Design of Cathode Ray Tubes

The following section presents some brief recommendations on the requirements, which should be placed on CRTs, currently the most common form of informa­tion presentation aid in the computer control system. The basic design features of a CRT are that the information shall be visible and easy to read. It is important to choose a suitable coding and presentation of information for particular applications. These points are dealt with in Section 3.4. The following recommendations assume a screen with a dark background and light text. This form of CRT demands very care­ful planning of the lighting (see Chapter 7). There is much to suggest that screens with dark text on a light background give a better result if one can avoid the problems of flicker, which easily occur on light screens (Berns and Herring, 1985).

Some approximate guidelines are given below:

1. Clarity

a. Luminance—Minimum 85 cd/m2 for characters (250 asb),[5] with an optimum of 171 cd/m2 (500 asb).

b. Contrast—The optimal character contrast is 94%, but down to 90% is acceptable.

c. Light/dark characters—If flickering can be avoided, dark characters on a light background are preferable. Otherwise, and if other environmen­tal conditions are suitable, light characters on a dark background can be accepted.

d. Flickering—For the optimal luminance level of 171 cd/m2, a frame regeneration rate of at least 50 Hz is required. Certain types of phos­phor (e. g., p-20) may need higher frame rates, up to and even over 60 Hz (frequencies of 60 Hz may interfere with mains electrical frequencies of 50 Hz in Europe and other places).

2. Legibility

a. Character size—The height varies between 16 and 27 minutes of arc (visual angle), a width-to-height ratio of 0.75, and a ratio of height to thickness of the strokes making up the characters of between 10:1 and 6:1.

b. Character shape—A dot matrix using 9 x 7 points produces the best symbols. There are many different ways of designing letters and num­bers and it is not always clear which is the best. It is, however, important to choose types that do not cause confusion between letters and num­bers, as in O and Q, T and Y, S and 5, I with 2 and K, I and 1, O with 8 and 0.
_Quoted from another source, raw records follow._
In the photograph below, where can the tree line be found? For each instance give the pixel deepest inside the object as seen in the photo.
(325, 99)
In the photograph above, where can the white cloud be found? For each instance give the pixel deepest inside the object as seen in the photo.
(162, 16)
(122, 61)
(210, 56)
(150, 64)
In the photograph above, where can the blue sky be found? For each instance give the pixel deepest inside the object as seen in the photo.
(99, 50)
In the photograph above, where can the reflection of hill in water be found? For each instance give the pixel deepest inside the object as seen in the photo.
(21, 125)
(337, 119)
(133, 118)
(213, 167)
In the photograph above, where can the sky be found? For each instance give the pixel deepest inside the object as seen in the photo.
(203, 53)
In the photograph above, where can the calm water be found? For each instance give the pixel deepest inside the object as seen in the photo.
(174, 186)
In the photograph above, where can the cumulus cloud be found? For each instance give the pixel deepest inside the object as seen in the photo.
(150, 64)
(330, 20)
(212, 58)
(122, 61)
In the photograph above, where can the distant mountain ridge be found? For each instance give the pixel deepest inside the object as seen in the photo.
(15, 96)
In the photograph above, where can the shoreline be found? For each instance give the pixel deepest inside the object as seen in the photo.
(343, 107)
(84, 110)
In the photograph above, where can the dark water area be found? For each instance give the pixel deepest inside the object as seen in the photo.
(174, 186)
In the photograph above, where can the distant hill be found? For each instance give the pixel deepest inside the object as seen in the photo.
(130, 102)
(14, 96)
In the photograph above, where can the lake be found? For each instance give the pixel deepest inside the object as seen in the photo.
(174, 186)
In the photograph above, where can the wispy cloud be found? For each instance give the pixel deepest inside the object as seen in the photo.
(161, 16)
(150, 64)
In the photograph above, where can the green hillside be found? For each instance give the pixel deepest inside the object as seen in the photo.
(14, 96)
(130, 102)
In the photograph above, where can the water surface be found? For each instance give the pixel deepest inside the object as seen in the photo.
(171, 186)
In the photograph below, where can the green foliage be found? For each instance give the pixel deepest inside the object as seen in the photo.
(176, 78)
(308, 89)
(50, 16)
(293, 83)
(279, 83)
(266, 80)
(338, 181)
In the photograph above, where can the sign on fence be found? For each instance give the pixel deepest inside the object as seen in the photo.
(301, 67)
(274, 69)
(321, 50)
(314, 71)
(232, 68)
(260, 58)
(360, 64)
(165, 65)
c. Resolution—Ten raster lines per character height and more for nonal­phanumeric characters.

d. Character separation—50% of character height and 100% between lines.

e. Reading distance—For characters of 3.2 mm in height, a reading dis­tance of 69 cm is acceptable. In most practical applications, the read­ing distance is determined by the height of the characters. The screen should be read from directly in front; angles of more than 30° from the optimum considerably reduce legibility.

f. Colour— Colours that lie well outside the optimum visual spectrum must be avoided, particularly those in the blue ultraviolet (UV) region. Colours in the yellow-green range are good.

g. Flashing (e. g., to gain attention)—A 3-Hz flashing frequency has no adverse effect on legibility.

h. Cursors—A rectangular cursor with a 3-Hz flashing rate is thought to be best.

3. Coding

Coding improves performance considerably, especially for simple informa­tion processing tasks.

a. Colour coding—Best for localisation, calculation, and comparison of different information.

b. Alphanumeric codes—For recognition and identification of informa­tion, these are the best. Colour coding is the next best. Coding is of little or no help in quantifying or size estimation.

c. Components—A code should not comprise more than seven different components (e. g., seven letters or numbers). The fewer components the code uses, the better. The efficiency of the coding must be seen in rela­tion to the total construction of pictures on the screen.

d. Code groups—Different groups of codes, each consisting of compo­nents, should, if possible, not contain the same components.

4. Construction of Picture on the Screen

The basic issue in the determination and design of the picture is the func­tion that is to be fulfilled. The following information may be used to pro­vide certain guidelines (see also Section 3.3):

a. Digital presentation is best for quantitative information.

b. Pointers on circular scales are best for showing changes.

c. Vertical and circular scales with moving pointers are good for check readings.

d. Chart recorders are valuable for seeing instrument faults and for obtain­ing a rapid impression of the system’s response.

Diagrams are often preferable to graphs. Histograms are especially easy to read. Curves, however, are preferable for reading trends. Several curves can be presented to advantage for comparisons between several variables. Here, semigraphic screens are better, but x/y screens are to be preferred above all.